那絲來自物理世界的冰冷粘稠感,成了無邊黑暗中的唯一燈塔。我死死“攥”住它,將全部殘存的意志都聚焦其上。每一次解析之力的沖擊,都讓這絲聯系變得岌岌可危,如同狂風中即將熄滅的燭火。它太微弱了,微弱到幾乎無法對抗這精神囚籠的絕對掌控。
“感官幹擾……異常……正在隔離……”冰冷的合成音再次響起,似乎針對那頑固的物理錨點加強了屏蔽力度。包裹我的解析光格光芒驟亮,試圖徹底切斷這最後的“污染源”。
意識投影劇烈震蕩,那冰冷粘稠的感覺瞬間變得遙遠、模糊,仿佛隔着一層厚厚的毛玻璃。絕望再次攥緊了我。
就在這聯系即將被徹底斬斷的瞬間——
“噗通!”
又是一聲!
比剛才更清晰!更沉重!伴隨着液體被攪動的譁啦聲!仿佛有什麼重物,從高處狠狠砸進了粘稠的液體裏!
這一次,不僅僅是冰冷粘稠的感覺!一股全新的、極其強烈的感官信息,如同高壓電流般順着那絲微弱的精神聯系,猛地沖進了我的意識投影!
劇痛!撕裂般的劇痛!
灼熱!仿佛皮肉在燃燒!
還有……濃烈的、令人窒息的焦糊味!
這感覺……不屬於我!但它如此真實!如此……劇烈!它像一把燒紅的尖刀,狠狠刺破了零號原型意志的屏蔽層,在我瀕臨瓦解的意識中炸開!

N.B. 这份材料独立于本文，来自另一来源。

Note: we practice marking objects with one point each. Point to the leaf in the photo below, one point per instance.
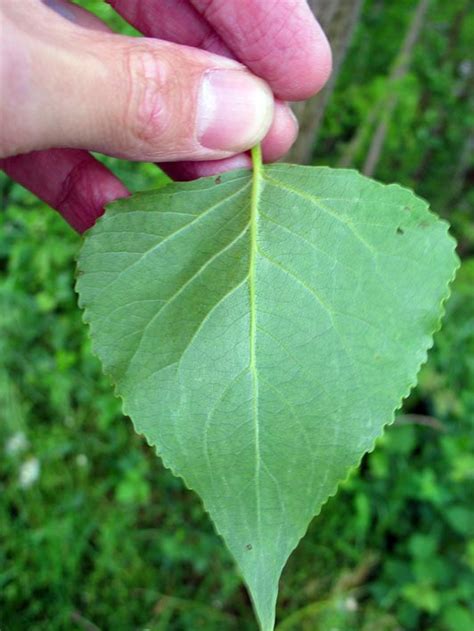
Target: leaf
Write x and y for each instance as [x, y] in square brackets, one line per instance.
[261, 329]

“呃啊——!”一聲淒厲到變調的、充滿極致痛苦的慘嚎,仿佛跨越了物理與精神的界限,清晰地回蕩在我的意識深處!那是……零號(本體)的聲音!
是他!他摔倒了!他那只被能量手槍炸傷的手臂……砸進了冰冷的營養液裏!那劇烈的疼痛和焦糊的傷口接觸冰冷粘稠液體帶來的刺激……通過某種方式……被我的意識捕捉到了?!
這突如其來的、來自另一個“林默”的極致痛苦,像一道狂暴的閃電,瞬間撕裂了冰冷的網格空間!它不再是微弱的感覺,而是強烈到無法忽視的感官風暴!它粗暴地闖入,幹擾了零號原型精密運行的解析程序!
“外部……高熵幹擾源……優先級判定……”冰冷的合成音第一次出現了明顯的停頓和邏輯上的遲疑!籠罩我的解析光格光芒劇烈地閃爍、明滅不定!那股強大的格式化力量,出現了明顯的紊亂和衰減!
機會!
求生的本能如同火山般爆發!我放棄了所有徒勞的抵抗,不再試圖對抗解析之力,而是將全部殘存的意識,如同擰緊的彈簧,狠狠地、不顧一切地撞向那扇緊閉的“門”——那扇通往我真實感官的“門”!那扇被零號(本體)的痛苦強行撞開了一絲縫隙的“門”!
轟!!!
意識仿佛撞上了一堵無形的牆壁!劇烈的震蕩幾乎讓僅存的意識星火徹底熄滅!但就在這猛烈的撞擊中,一股全新的、更龐大、更原始的信息流,如同決堤的洪水,猛地從那道縫隙中倒灌進來!
不再是冰冷的解析數據!不再是零號原型的意志壓迫!
而是……色彩!聲音!氣味!觸感!所有屬於物質世界的、混亂而鮮活的感知!
冰冷刺骨的液體包裹着雙腿!
渾濁的甜腥氣味鑽入鼻腔!
遠處零號(本體)壓抑的、痛苦的呻吟聲!
腳下玻璃碎片在粘液中滾動的微弱摩擦聲!
還有……那巨大培養艙內,綠色營養液被老人微弱動作攪動發出的汩汩聲!
如同溺水者終於沖破水面,我貪婪地、大口地“呼吸”着這混亂而真實的感官信息!這些信息是如此龐大、無序、充滿了冗餘的“噪音”,它們瘋狂地沖擊着我脆弱的數據化意識投影,帶來強烈的眩暈和撕裂感,但……它們無比真實!它們屬於我!屬於這個正在博物館地下掙扎的、名叫“林默”的軀體!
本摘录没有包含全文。